Schedule mini-breaks during longer calls by minimising the window or by taking your gaze away from your computer for a few seconds. It’s possible to listen without staring at the screen for the whole duration. Simply let your eyes rest for a moment. For those days when you’ve back-to-back calls, try making them 25 or 50 minutes; giving yourself enough time in between to get up, stretch and move around before the next. If you are on a video call of an hour or more, let folks know it’s okay to turn their cameras off for parts of the call.

Reduce onscreen stimuli 

Research shows that when we’re on video, we tend to spend the most time gazing at our own face. To avoid this, hide yourself from view. I’m sure you won’t be surprised to learn that on video, we focus on other people’s backgrounds as well. Viewing the furniture, plants, and wallpaper in five or more other people’s rooms means our brains have to process multiple visual environmental cues at the same time. Encouraging people to use plain backgrounds, or agree as a group to have everyone who is not talking turn off their video will help combat mental fatigue.

Make virtual social events optional 

After days of back-to-back video calls, it’s normal to feel drained, particularly if you’re an introvert. Keeping virtual social sessions optional, meaning that people are welcome but not obligated to join will help. Why not appoint a facilitator if you’re expecting a large group. And to ensure everyone doesn’t start speaking at once, make it clear in what order people should talk so that all have the opportunity to hear one another. Create and circulate a brief framework of goals as well for it’s easy to get overwhelmed when we are unsure of what the video call expects of us, or if we’re continually trying to figure out when we should or should not chime in.

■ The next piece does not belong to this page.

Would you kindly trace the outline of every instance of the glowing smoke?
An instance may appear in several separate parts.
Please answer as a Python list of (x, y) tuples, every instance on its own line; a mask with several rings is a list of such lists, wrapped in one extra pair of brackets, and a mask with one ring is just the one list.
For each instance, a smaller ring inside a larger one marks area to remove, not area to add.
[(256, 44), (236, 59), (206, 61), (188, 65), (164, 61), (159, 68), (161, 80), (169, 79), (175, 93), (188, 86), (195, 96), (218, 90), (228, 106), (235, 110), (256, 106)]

Switch to phone calls or email 

Are there any conversations you could have over Slack or email instead? If it’s late, you’re feeling video fatigued, and you’ve yet another call, why not ask the person with whom you plan to speak “I’d love a break from video calls, how would you feel if we were to do this over the phone?” I bet your one on one will appreciate. 

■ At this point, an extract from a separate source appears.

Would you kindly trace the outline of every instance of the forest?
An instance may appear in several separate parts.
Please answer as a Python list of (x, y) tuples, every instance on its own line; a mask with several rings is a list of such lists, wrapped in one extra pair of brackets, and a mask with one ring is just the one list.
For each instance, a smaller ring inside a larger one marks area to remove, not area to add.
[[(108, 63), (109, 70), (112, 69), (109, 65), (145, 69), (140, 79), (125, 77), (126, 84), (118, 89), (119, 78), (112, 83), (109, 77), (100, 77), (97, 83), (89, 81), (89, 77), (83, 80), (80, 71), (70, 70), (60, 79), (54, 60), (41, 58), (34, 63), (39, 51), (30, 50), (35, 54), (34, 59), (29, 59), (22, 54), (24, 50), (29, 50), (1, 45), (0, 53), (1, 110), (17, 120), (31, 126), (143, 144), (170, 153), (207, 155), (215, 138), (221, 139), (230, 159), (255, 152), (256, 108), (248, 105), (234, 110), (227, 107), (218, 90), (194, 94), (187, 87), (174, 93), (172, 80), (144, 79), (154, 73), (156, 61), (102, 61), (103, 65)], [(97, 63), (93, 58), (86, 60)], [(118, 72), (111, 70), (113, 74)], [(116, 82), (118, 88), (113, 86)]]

Many people now feel a tendency to treat video as the default for all communication. Yet, video calls can feel relatively intimate and invasive in some situations, especially when communicating with people such as clients or network outside of your organisation. Folk with whom you’d usually talk to via phone. If your client FaceTimes you with no warning, it’s okay to decline and suggest a call instead.

Having stared at my own and 25 other faces across 30 hours from midnight to dawn for five days straight, I fell into a classic state of Zoom fatigue and will thus be implementing every one of these steps! Of course, feel free to add your own suggestions in the comments box.